In „Happyology – Tears of Joy“ trainiert Dragana Bulut die Zuschauer*innen (ungefragt) in Posen der Selbstoptimierung.

Bevor ich diesen Text zu schreiben beginne, eine kleine Aufwärmübung: Hände in die Seiten gestemmt, Knie leicht gebeugt, Becken aus dem Hohlkreuz raus, Kinn angehoben, langer Hals, Blick entschlossen geradeaus gerichtet und….Lächeln. Öfter mal in Sieger*innen-Pose gehen. Weiter im Text.
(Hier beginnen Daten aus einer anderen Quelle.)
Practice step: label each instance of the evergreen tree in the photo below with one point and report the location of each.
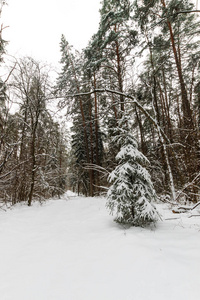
(131, 193)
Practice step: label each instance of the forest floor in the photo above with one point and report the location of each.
(70, 249)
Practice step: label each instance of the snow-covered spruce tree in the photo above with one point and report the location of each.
(131, 194)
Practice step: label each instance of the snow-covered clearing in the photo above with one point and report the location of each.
(70, 249)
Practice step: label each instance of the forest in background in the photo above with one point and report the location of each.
(142, 65)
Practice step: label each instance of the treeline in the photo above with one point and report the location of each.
(144, 61)
(32, 145)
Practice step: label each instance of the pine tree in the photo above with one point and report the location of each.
(131, 193)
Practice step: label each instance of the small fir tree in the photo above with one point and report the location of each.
(131, 193)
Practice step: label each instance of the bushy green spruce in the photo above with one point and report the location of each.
(131, 193)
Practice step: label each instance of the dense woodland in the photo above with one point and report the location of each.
(136, 87)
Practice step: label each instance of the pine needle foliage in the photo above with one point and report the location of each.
(131, 194)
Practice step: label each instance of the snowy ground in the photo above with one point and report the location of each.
(70, 249)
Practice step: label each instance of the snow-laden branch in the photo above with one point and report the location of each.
(134, 101)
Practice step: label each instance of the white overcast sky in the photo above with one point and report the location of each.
(35, 27)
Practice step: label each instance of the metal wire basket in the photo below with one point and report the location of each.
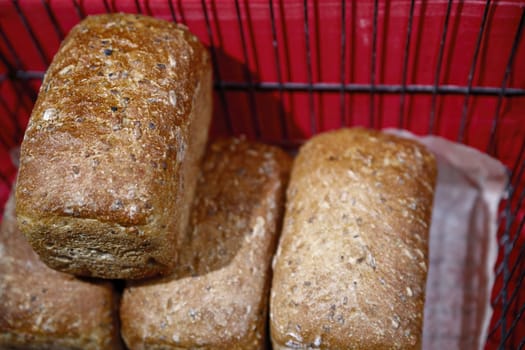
(285, 70)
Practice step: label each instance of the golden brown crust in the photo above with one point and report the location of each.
(109, 158)
(217, 298)
(351, 265)
(41, 308)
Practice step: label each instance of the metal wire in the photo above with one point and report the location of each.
(492, 147)
(172, 11)
(247, 75)
(31, 33)
(313, 121)
(284, 128)
(438, 69)
(79, 10)
(373, 65)
(405, 65)
(343, 58)
(52, 18)
(216, 72)
(463, 123)
(508, 298)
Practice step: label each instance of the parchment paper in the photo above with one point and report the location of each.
(463, 245)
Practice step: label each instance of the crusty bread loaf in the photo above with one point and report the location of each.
(41, 308)
(218, 297)
(110, 156)
(350, 269)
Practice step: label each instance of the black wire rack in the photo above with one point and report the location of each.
(21, 72)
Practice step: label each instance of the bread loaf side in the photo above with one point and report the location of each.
(218, 296)
(109, 160)
(42, 308)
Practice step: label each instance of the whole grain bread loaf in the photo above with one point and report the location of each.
(110, 157)
(218, 296)
(41, 308)
(351, 265)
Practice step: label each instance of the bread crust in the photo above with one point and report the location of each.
(351, 265)
(42, 308)
(218, 296)
(110, 156)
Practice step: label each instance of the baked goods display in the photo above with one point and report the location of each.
(351, 265)
(218, 296)
(110, 156)
(112, 185)
(42, 308)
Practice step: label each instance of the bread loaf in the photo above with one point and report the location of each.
(41, 308)
(110, 156)
(218, 296)
(351, 265)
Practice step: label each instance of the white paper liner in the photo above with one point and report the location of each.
(463, 245)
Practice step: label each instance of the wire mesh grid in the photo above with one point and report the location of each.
(285, 70)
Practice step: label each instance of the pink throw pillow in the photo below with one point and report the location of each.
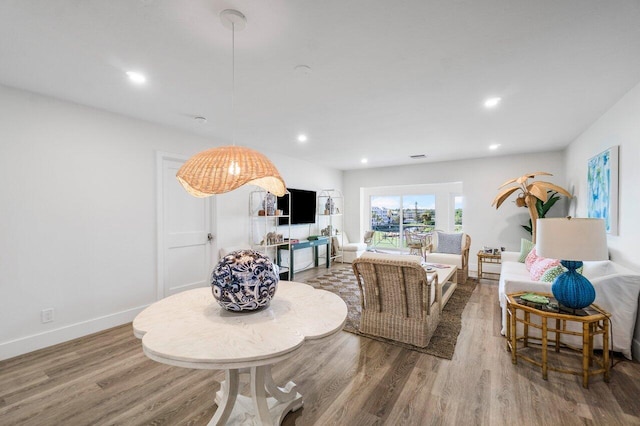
(540, 266)
(531, 258)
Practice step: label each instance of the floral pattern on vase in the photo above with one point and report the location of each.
(244, 280)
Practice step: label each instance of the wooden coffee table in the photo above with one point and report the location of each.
(191, 330)
(447, 281)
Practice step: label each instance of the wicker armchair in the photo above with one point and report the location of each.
(399, 300)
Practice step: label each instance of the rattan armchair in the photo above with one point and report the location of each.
(399, 300)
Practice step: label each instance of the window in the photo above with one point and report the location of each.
(389, 211)
(457, 220)
(389, 220)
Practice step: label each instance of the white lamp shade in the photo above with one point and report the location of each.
(571, 239)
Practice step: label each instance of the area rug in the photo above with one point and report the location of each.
(443, 342)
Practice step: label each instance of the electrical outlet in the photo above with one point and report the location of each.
(46, 315)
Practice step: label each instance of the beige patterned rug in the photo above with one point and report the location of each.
(443, 343)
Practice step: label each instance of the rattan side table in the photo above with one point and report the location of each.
(594, 322)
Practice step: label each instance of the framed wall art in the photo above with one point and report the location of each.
(602, 183)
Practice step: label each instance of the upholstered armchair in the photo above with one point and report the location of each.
(451, 249)
(350, 251)
(399, 300)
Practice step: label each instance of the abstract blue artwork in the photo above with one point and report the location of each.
(602, 182)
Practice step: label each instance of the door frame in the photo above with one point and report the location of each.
(161, 157)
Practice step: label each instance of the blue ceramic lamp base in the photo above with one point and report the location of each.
(572, 289)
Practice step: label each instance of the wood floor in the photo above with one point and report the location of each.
(104, 379)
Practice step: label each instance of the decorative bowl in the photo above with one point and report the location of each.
(244, 280)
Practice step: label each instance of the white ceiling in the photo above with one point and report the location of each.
(389, 79)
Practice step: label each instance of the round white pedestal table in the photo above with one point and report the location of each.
(191, 330)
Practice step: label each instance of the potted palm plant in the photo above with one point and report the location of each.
(530, 193)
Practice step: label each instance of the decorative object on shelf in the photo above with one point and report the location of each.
(244, 280)
(269, 204)
(223, 169)
(272, 238)
(572, 240)
(327, 232)
(529, 194)
(329, 206)
(330, 202)
(602, 184)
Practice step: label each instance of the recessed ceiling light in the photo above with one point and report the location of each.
(492, 102)
(302, 69)
(136, 77)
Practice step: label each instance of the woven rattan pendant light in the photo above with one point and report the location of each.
(223, 169)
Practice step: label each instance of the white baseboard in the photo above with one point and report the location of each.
(34, 342)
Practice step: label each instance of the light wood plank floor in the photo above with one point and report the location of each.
(104, 379)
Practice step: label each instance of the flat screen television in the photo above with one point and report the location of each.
(303, 206)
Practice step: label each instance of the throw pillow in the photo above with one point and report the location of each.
(531, 258)
(540, 266)
(449, 243)
(525, 248)
(551, 274)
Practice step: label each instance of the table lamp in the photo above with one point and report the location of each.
(572, 241)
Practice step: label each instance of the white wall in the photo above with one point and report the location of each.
(480, 180)
(618, 126)
(78, 215)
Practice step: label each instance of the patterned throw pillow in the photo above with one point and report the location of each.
(551, 274)
(525, 248)
(531, 258)
(449, 243)
(541, 266)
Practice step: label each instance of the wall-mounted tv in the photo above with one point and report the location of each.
(303, 206)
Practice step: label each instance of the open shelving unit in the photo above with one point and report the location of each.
(269, 228)
(331, 222)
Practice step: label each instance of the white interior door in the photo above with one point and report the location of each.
(185, 237)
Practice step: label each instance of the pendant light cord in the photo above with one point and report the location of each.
(233, 83)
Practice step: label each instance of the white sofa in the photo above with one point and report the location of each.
(460, 260)
(350, 251)
(617, 290)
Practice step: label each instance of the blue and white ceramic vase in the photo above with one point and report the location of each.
(244, 280)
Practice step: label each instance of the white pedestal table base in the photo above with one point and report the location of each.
(267, 405)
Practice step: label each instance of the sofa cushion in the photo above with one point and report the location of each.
(541, 266)
(531, 258)
(525, 248)
(449, 243)
(446, 258)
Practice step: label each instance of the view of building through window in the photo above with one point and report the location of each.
(392, 215)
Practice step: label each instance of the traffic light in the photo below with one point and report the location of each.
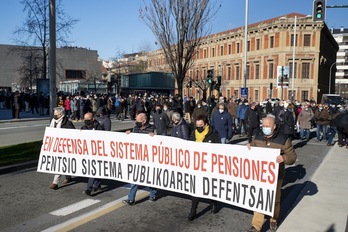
(318, 10)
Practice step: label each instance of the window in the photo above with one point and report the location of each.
(290, 70)
(305, 71)
(270, 70)
(247, 74)
(271, 42)
(228, 72)
(257, 71)
(307, 40)
(256, 95)
(292, 40)
(290, 94)
(304, 96)
(75, 74)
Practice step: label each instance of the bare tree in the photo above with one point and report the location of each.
(179, 26)
(35, 29)
(30, 68)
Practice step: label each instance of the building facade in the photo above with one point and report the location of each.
(74, 64)
(270, 45)
(340, 68)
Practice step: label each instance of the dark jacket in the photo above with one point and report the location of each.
(252, 118)
(211, 137)
(288, 125)
(161, 122)
(94, 126)
(67, 124)
(148, 128)
(278, 140)
(222, 123)
(180, 130)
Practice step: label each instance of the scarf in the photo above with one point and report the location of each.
(201, 136)
(57, 123)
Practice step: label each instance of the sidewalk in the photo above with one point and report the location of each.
(6, 116)
(323, 204)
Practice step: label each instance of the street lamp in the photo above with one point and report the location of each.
(330, 76)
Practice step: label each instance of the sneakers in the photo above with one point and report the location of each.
(128, 202)
(53, 186)
(67, 181)
(273, 226)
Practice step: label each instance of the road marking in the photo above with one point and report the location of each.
(87, 217)
(74, 207)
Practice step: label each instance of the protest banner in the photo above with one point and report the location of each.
(223, 172)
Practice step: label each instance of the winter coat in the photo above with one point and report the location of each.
(288, 122)
(322, 117)
(242, 110)
(211, 137)
(180, 130)
(280, 141)
(222, 123)
(304, 118)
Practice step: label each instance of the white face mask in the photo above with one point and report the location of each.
(267, 130)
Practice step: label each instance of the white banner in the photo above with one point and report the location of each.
(227, 173)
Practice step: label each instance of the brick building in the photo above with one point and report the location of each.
(269, 45)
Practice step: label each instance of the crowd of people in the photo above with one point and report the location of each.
(212, 121)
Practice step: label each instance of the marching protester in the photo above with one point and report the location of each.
(206, 134)
(60, 121)
(272, 137)
(91, 124)
(142, 126)
(221, 121)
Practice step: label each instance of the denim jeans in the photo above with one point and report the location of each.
(304, 133)
(133, 192)
(333, 131)
(324, 129)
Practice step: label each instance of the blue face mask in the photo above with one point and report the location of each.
(267, 130)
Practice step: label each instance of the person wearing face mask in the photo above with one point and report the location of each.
(179, 129)
(60, 121)
(160, 120)
(288, 119)
(272, 137)
(199, 109)
(91, 124)
(221, 121)
(252, 120)
(304, 122)
(206, 134)
(322, 119)
(142, 126)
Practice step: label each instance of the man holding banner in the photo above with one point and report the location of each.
(272, 137)
(142, 126)
(206, 134)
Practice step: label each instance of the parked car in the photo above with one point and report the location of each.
(273, 100)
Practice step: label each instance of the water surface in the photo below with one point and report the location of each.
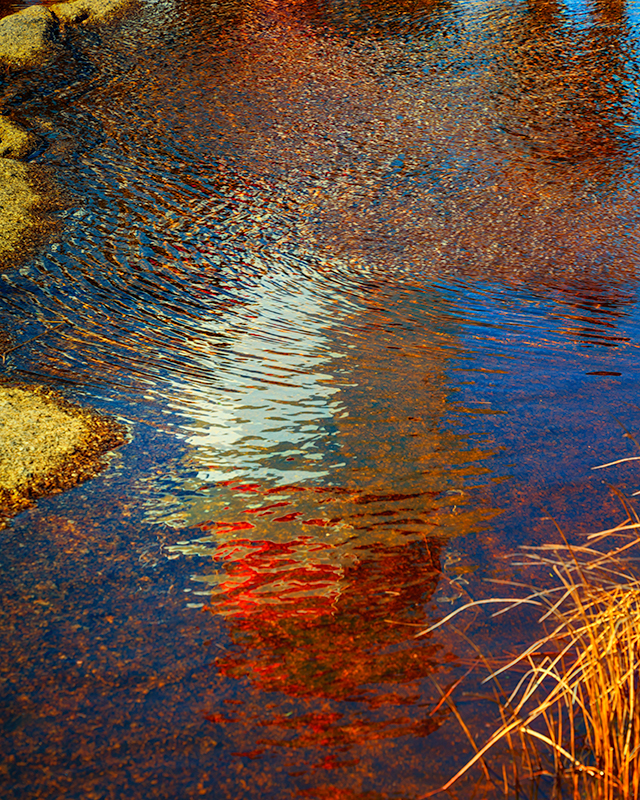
(361, 280)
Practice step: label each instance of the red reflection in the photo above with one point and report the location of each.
(330, 627)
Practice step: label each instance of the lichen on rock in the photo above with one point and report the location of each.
(47, 445)
(15, 142)
(25, 192)
(29, 39)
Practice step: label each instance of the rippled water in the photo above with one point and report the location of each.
(361, 280)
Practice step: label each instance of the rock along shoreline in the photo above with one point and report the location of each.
(46, 444)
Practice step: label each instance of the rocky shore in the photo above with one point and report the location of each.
(46, 445)
(36, 42)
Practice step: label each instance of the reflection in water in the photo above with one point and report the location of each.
(355, 272)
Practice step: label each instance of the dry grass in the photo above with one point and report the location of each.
(578, 701)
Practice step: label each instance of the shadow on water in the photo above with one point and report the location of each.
(361, 279)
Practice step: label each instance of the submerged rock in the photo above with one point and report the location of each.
(47, 445)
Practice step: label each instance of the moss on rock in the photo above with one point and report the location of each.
(47, 445)
(76, 12)
(25, 192)
(29, 39)
(15, 142)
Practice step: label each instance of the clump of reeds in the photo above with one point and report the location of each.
(579, 694)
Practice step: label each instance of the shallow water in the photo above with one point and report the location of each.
(361, 280)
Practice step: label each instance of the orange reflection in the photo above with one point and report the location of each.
(352, 645)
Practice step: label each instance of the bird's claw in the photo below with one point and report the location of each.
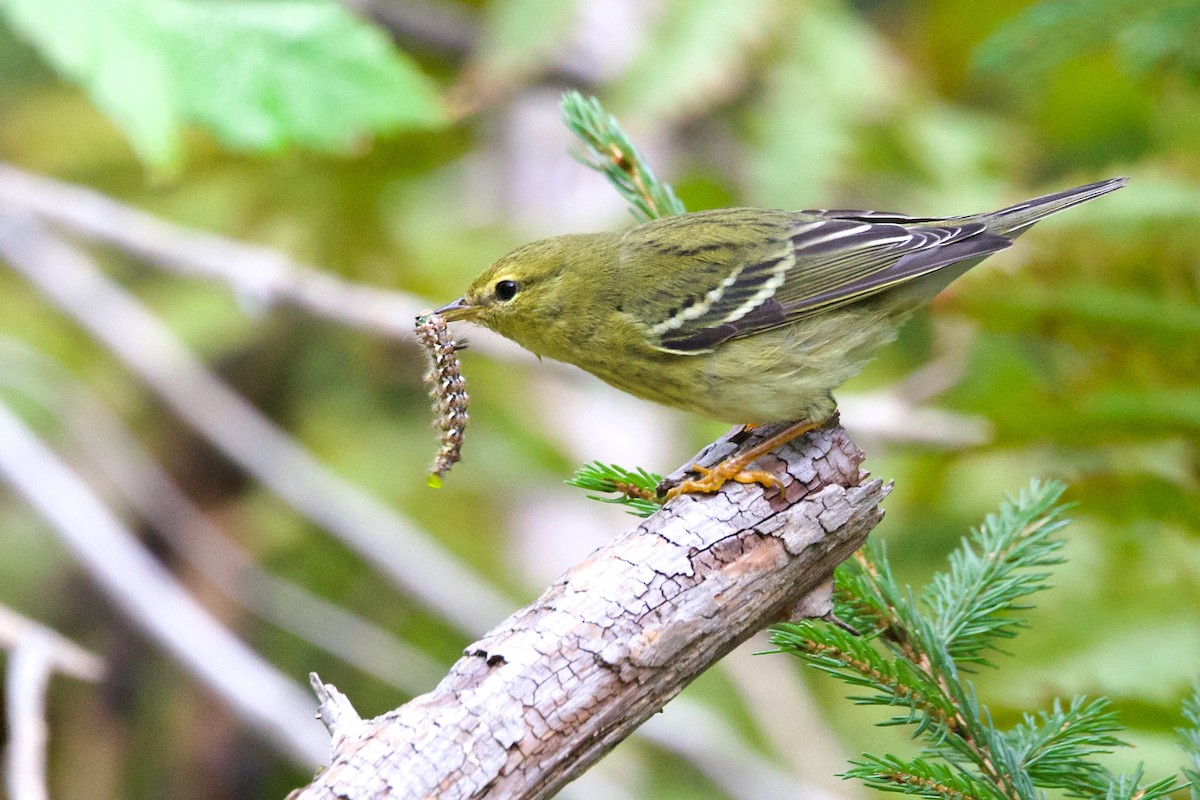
(712, 479)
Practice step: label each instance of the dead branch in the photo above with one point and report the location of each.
(562, 681)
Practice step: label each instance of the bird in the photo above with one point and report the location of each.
(742, 314)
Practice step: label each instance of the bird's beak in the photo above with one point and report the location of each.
(456, 311)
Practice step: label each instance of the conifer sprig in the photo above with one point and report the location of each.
(610, 152)
(912, 655)
(633, 488)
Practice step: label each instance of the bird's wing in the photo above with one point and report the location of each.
(817, 262)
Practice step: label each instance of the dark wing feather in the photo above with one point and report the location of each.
(819, 264)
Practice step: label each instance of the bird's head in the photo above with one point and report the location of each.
(527, 292)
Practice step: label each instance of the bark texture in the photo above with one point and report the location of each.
(562, 681)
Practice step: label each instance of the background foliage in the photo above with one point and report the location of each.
(411, 166)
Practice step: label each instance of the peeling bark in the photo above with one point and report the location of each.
(562, 681)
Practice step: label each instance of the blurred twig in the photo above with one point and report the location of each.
(259, 276)
(145, 486)
(395, 546)
(154, 601)
(35, 653)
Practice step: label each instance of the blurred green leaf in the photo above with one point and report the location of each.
(832, 77)
(1146, 32)
(259, 76)
(520, 36)
(1020, 307)
(695, 55)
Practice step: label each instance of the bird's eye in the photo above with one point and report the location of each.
(507, 289)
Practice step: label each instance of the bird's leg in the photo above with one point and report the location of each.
(735, 467)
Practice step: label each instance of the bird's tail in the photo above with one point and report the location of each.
(1017, 218)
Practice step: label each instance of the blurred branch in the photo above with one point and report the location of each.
(145, 486)
(153, 600)
(259, 276)
(381, 535)
(561, 683)
(34, 653)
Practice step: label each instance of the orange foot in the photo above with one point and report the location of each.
(735, 468)
(714, 477)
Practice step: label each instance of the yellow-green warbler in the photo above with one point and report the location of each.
(747, 316)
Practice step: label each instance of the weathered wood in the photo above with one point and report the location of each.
(558, 684)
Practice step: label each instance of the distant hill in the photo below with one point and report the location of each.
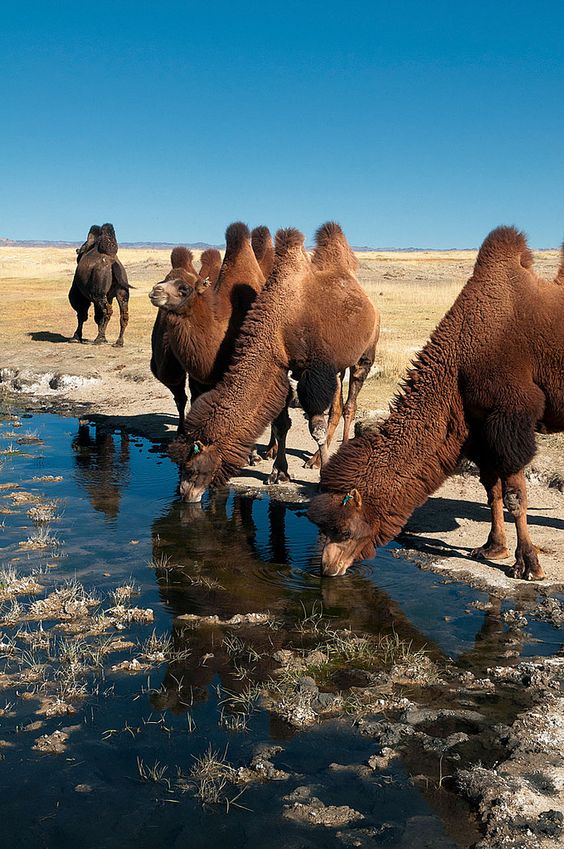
(42, 243)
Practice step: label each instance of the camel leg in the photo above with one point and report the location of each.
(335, 411)
(122, 297)
(272, 447)
(180, 399)
(80, 305)
(102, 314)
(495, 547)
(358, 374)
(280, 427)
(318, 429)
(526, 564)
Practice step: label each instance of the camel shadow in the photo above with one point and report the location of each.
(47, 336)
(159, 428)
(442, 514)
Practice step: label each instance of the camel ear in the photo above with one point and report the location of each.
(353, 497)
(202, 285)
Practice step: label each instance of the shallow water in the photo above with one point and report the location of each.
(119, 511)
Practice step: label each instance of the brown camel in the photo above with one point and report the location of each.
(490, 375)
(99, 278)
(263, 247)
(312, 318)
(197, 324)
(210, 265)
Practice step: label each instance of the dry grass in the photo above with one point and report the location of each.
(412, 291)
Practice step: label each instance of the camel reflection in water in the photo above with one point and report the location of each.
(102, 466)
(225, 543)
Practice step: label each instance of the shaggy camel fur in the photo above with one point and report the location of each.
(490, 375)
(314, 320)
(263, 247)
(210, 265)
(197, 323)
(99, 278)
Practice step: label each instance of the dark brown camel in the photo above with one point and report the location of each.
(99, 278)
(490, 375)
(263, 247)
(314, 320)
(197, 323)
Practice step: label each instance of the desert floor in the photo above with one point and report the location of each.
(412, 290)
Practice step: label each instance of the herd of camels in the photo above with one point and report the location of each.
(490, 376)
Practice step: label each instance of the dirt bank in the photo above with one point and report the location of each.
(37, 363)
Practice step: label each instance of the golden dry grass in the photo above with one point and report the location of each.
(412, 291)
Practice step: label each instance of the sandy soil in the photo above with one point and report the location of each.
(38, 362)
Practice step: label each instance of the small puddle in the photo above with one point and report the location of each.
(111, 517)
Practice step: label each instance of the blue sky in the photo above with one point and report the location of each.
(410, 123)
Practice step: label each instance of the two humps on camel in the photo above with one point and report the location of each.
(99, 278)
(490, 376)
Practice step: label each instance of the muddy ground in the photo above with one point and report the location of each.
(411, 290)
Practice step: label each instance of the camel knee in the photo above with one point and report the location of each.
(514, 502)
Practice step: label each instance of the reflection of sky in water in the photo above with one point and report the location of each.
(270, 552)
(278, 541)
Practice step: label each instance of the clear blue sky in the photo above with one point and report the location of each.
(411, 123)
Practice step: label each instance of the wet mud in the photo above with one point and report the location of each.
(184, 676)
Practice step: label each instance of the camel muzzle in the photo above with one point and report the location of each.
(190, 493)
Selbstoptimierung ist zum neuen Lifestyle geworden. Die Choreografin Dragana Bulut versucht mithilfe der Performer*innen Kareth Schaffer und Andrew Hardwidge der Ideologie hinter dem Imperativ zum Glücklicher-Sein auf die Spur zu kommen. Dabei bedient sie sich der Rhetorik und Distanzlosigkeit von aktuell florierenden Lebensberatungen und Coaching-Methoden um sie vorzuführen und ihre Wirkung zu erproben – die Aufforderung, sich mit einem Namensschild zu versehen lässt nichts Gutes ahnen – erstaunlich, wie leicht das mit der Manipulation doch geht: Standing Ovations nach Aufforderung in den ersten fünf Minuten. Bulut und Co schwören uns als Gemeinschaft ein, appellieren an unser Mitgefühl und setzen auf Gruppenzwang. Über die gesamte Performance werde ich meine Anspannung und Unentschiedenheit nicht los, versinke ich immer noch ein Stückchen tiefer in meinem Stuhl und hoffe so, nicht direkt angesprochen oder auf die Bühne zitiert zu werden. Gleichzeitig fühle ich mich schlecht dabei, die angeleiteten Übungen zu verweigern, möchte ich den Performer*innen doch nicht mit Ablehnung begegnen, den Ablauf nicht blockieren. Schon bald wird klar: „Happyology“ ist vor allem eine Anleitung zum Einverständnis. Das Stück stellt seine eigenen Strategien unverblümt zur Schau und zeigt genau darin die perfide Logik, den subtilen Zwang hinter den Glücksversprechen auf. Scheinbar harmlos-vertrauenswürdig schmiegt sich die Ideologie an uns heran, adressiert an unsere Eitelkeit und unsere Versagensängste mit griffigen Durchhalte-Floskeln. Andrew Hardwidge und Kareth Schaeffer haben die Handflächen ineinander gelegt, strahlen Ruhe, Zuversicht und Überzeugungskraft aus und treten an einzelne Zuschauer*innen heran: „Auf einer Skala von eins bis zehn: wie fühlst du dich heute?“, „Was in deinem Leben gelingt gut, welche Bereiche machen dir Schwierigkeiten und warum?“

Während die beiden überzeugend ihr Programm durchziehen und die Balance zwischen Einschüchterung und Verführung austarieren, klammere ich mich an das Stück Bitterschokolade, das als Geschenk unter unseren Sitzen versteckt wurde (gut für den Endorphin-Haushalt, überhaupt tut es gut, Geschenke zu bekommen und dafür dankbar zu sein) und kann mich neben den Schrecksekunden, wenn jemand in meine Richtung guckt, doch amüsieren und sogar zum Mitmachen anstecken lassen. So happy so irritiert hinterlässt mich dieses Spektakel, das mit den altbekannten, aber nicht minder wirkungsvollen Tricks der Überzeugung und des Entertainments spielt. Leicht verdaulich werden wir von einem Programmpunkt zu nächsten geleitet: Sprech-Chor, kleine Übungen zu Mitmachen, noch mehr Frage-Antwort-Spiele.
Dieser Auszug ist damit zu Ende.